Back in the smoke since last Thursday, but hoping to make a break and head East again later this week, these photos help me connect to a quieter, slower rhythm.
And oh, those East Anglian skies. They start at waist height and seem to go on for ever.
Living in town, we get used to crowded landscapes; dramatic but limited views. To see the world open up like this is like drawing a long breath.
I shouldn’t want to live there all the time. There is a flip side; car dependency; winds that sweep unchecked across the land; isolation. But as a bolt hole, it suits me well and recharges my batteries.
I spent my undergraduate years in the East. Something stuck. And every journey there is charged with memories, because this is where my parents moved to when they retired. So many journeys to see them. My father’s death, then my mother’s.
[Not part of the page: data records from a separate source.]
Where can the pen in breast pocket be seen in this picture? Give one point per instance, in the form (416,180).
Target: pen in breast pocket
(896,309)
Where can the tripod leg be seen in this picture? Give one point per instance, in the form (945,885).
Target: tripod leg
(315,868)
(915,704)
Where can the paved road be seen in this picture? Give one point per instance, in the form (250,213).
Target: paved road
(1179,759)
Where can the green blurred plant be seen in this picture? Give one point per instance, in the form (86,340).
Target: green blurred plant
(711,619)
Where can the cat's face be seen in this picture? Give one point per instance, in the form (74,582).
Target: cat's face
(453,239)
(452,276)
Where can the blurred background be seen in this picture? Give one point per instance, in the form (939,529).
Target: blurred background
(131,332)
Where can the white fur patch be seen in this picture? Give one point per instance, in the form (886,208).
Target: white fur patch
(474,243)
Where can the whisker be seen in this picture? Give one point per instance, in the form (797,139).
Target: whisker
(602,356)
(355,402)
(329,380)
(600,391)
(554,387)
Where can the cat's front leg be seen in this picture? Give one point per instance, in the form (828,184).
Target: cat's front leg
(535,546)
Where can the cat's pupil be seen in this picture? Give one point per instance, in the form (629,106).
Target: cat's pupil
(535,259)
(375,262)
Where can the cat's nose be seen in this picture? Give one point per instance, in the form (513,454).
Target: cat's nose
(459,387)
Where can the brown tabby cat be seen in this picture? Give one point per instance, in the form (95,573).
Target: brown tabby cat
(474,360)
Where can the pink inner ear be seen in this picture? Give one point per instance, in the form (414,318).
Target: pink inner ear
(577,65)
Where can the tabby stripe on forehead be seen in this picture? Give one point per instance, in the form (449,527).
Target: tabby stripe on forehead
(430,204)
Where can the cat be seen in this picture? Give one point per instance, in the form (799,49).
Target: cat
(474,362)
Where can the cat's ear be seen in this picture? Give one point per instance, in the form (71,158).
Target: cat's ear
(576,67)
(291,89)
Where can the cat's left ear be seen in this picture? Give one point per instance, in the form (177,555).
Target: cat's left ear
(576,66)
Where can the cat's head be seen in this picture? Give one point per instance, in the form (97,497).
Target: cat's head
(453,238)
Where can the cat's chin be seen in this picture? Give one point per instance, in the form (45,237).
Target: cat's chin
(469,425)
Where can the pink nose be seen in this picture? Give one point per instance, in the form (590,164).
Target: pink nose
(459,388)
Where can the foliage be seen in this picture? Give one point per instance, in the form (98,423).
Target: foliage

My initiation to boat ownership, supported by Cat who adapted to this new experience as he adapted to so many others.
My nephews are close by, so there is life as well as death. And always new memories to make.
Reblogged this on ARTE, SIMPLESMENTE….
You’re planning to make the most of the end of summer, good for you!
The thing is, I have only been there twice this summer because of my broken wrist and work. So if poss, I want to spend some more time there before winter, and stock up on those memories for winter.
Isobel you have touched on why we can’t move back to the city (certainly thinking about it) and everything we love about the country! Not always quiet in the country, I could without the ATVs!
could LIVE without… sorry!
I had to look up what ATV stands for. Someone had a quad bike near the Southbank on Sunday. The noise!!!!
It is beautiful but a place to visit for me. It is too flat for me to live there.
There are occasional hills, but not many!
it does look like a lovely place to visit. those hay bales are straight out of a picture book 🙂
i am reminded of the hobby farm where my parents spent much of their retirement. my Dad actually spent all of his there, and my mom is spending her second retirement in the city, where she still grows a vegetable garden at almost 89 years of age, bless her. she would quite enjoy this here, too.
thanks for sharing.
I love those great fields in East Anglia, and the crops growing. I miss that here, as it’s sheep, or cattle or rough mountainy land – very few crops here. I know what you mean about drawing a deep breath – the beach does that for me.
Yeah, it has to someone where you can see and feel the space around you. I ache to get walking in Surrey or Kent this autumn. I can just marine the chalk paths through the hedgerows; the orchards; the views across the Weald.